Behind Carlsson among international skaters: winger Matvei Michkov (Sochi, Russia); defenseman Axel Sandin Pellikka (Skelleftea, Sweden); Slovakian center Dalibor Dvorsky (AIK, Sweden); and wing Eduard Sale (Brno, Czechia).
Carson Bjarnason (WHL Brandon) is the top-ranked North American goaltender and Alexander Hellnemo, a German-born Swedish national who plays for Skelleftea’s junior team, heads the list of international goalies.
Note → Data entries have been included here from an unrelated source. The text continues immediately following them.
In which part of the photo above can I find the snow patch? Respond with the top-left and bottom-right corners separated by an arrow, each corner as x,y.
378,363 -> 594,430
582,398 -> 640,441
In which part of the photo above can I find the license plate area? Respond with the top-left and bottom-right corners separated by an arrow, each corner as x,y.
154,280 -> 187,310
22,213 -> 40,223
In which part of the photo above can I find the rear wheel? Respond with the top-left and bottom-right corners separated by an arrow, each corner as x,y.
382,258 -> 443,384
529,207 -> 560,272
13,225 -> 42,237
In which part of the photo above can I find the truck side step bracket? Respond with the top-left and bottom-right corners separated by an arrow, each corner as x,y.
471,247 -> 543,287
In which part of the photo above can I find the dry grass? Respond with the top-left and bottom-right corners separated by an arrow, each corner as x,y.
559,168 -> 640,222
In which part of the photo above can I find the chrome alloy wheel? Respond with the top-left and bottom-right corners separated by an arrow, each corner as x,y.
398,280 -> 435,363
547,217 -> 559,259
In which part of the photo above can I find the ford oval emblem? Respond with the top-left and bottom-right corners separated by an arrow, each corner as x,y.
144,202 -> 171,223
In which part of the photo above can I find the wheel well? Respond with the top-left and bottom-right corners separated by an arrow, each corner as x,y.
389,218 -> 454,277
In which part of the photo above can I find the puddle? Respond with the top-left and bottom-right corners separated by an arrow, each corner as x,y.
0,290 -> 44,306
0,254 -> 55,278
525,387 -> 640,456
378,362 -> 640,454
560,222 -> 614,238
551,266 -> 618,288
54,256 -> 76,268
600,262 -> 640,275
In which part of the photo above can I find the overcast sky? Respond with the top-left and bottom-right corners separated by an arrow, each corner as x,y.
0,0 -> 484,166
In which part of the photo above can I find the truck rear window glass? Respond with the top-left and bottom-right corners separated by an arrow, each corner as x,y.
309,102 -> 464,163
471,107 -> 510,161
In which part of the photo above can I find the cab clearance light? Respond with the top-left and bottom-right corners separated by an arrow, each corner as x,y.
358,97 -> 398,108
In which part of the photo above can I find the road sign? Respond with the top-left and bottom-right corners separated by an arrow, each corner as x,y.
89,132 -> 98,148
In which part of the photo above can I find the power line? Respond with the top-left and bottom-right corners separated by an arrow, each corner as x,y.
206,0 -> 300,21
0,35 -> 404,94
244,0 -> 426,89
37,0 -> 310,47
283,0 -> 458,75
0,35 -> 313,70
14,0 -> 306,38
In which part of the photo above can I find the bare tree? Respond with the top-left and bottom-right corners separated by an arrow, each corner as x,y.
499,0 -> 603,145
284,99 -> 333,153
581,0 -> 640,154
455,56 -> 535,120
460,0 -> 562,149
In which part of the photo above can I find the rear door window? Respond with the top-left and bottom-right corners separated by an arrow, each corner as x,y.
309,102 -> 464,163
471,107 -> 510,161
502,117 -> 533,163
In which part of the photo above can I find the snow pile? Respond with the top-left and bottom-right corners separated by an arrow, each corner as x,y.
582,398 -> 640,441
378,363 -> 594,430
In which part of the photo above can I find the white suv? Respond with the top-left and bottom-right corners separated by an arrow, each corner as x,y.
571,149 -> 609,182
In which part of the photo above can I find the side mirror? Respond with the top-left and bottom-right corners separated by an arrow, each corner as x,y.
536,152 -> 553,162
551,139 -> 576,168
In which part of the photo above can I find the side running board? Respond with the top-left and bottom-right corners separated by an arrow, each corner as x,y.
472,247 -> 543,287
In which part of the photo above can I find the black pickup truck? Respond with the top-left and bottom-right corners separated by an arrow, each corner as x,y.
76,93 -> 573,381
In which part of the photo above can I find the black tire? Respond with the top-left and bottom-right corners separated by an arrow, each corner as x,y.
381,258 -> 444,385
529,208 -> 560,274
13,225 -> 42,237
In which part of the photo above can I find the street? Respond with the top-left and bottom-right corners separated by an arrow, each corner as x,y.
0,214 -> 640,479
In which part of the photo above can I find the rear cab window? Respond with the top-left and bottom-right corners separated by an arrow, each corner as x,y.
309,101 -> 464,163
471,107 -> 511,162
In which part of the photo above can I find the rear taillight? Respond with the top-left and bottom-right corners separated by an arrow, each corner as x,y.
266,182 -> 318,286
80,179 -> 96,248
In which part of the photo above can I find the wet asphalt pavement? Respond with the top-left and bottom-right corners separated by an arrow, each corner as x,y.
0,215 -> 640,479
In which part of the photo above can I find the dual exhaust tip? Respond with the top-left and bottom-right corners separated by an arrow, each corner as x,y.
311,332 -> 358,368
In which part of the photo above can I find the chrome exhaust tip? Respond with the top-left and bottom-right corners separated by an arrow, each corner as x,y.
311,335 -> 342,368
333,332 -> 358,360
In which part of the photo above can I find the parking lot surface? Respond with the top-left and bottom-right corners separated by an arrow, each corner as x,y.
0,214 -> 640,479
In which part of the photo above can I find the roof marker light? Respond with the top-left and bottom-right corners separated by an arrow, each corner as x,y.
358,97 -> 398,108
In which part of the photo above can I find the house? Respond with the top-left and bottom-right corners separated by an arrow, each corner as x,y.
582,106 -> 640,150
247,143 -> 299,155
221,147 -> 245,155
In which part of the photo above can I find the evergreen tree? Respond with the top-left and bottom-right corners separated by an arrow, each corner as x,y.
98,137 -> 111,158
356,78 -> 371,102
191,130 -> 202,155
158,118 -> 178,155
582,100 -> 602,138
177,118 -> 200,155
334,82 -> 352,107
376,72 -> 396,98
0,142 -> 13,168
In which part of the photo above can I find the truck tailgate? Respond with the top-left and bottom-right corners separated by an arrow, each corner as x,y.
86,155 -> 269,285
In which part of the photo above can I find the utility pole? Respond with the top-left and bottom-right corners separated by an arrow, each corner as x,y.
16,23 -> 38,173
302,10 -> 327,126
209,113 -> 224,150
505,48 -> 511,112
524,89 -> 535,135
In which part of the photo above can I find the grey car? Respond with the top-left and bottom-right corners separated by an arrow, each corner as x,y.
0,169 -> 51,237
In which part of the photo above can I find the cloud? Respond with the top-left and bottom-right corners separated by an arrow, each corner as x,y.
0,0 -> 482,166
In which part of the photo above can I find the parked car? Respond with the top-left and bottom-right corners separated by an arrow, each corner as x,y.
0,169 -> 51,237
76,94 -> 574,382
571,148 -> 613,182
Ducks coach Dallas Eakins, formerly of the Oilers, on Taylor Hall’s years in Edmonton: “There was an immense amount of pressure on that young man. It was extremely unfair to him.” Hall, drafted first overall in 2010, has scored 0.86 points per game for his career. Among those picked No. 1 overall, Hall ranks between Joe Thornton (0.89) and Vincent Lecavalier (0.78) . . . We’re in for at least 40 years of TD Garden, per the agreement signed this past week to extend the naming rights to 2045. Wonder if Crypto.com, which has its name on the Kings’ rink, will be around by then . . . If you — the Canucks — have Elias Pettersson (age 24), Quinn Hughes (23), and Thatcher Demko (27), and know that Bedard badly wants to play for his hometown franchise, shouldn’t you tank? . . . If the Kraken beating the Bruins — who were 19-0-3 at TD Garden — wasn’t the significant win in Seattle’s brief history, it was certainly top three . . . The Ducks had four regulation wins in their first 42 games. It’s bad in Anaheim . . . Two more trades I’d like to see: Kane to Edmonton (Oilers are desperate to break up the McDavid-Leon Draisaitl pair) and Karel Vejmelka to Los Angeles (assuming Pheonix Copley, who has been good so far, needs some help) . . . I would like to know how many younger NHLers don’t know that the president of the Bruins played Sea Bass in “Dumb and Dumber” . . . Coach-media banter from the Bruins’ California trip: Before a pregame scrum in Anaheim, the camera lights flashed on Jim Montgomery. “Got a glare on me? Bad for you guys,” he told the shooters. “I don’t see the glare off my bald head.” A reporter feigned checking his hair in the mirrored shine. Montgomery: “I’ve got the Turtle Wax on. It’s really shiny.” . . . Entering the weekend, more than 80,000 people viewed a tweet I posted Monday night asking, “What worries you about the Bruins at this moment?” Of the 300-plus comments, it wasn’t all worries about David Pastrnak’s contract or post-Patrice Bergeron concerns. That diversity of response signals to me that all this winning hasn’t softened the paying customers.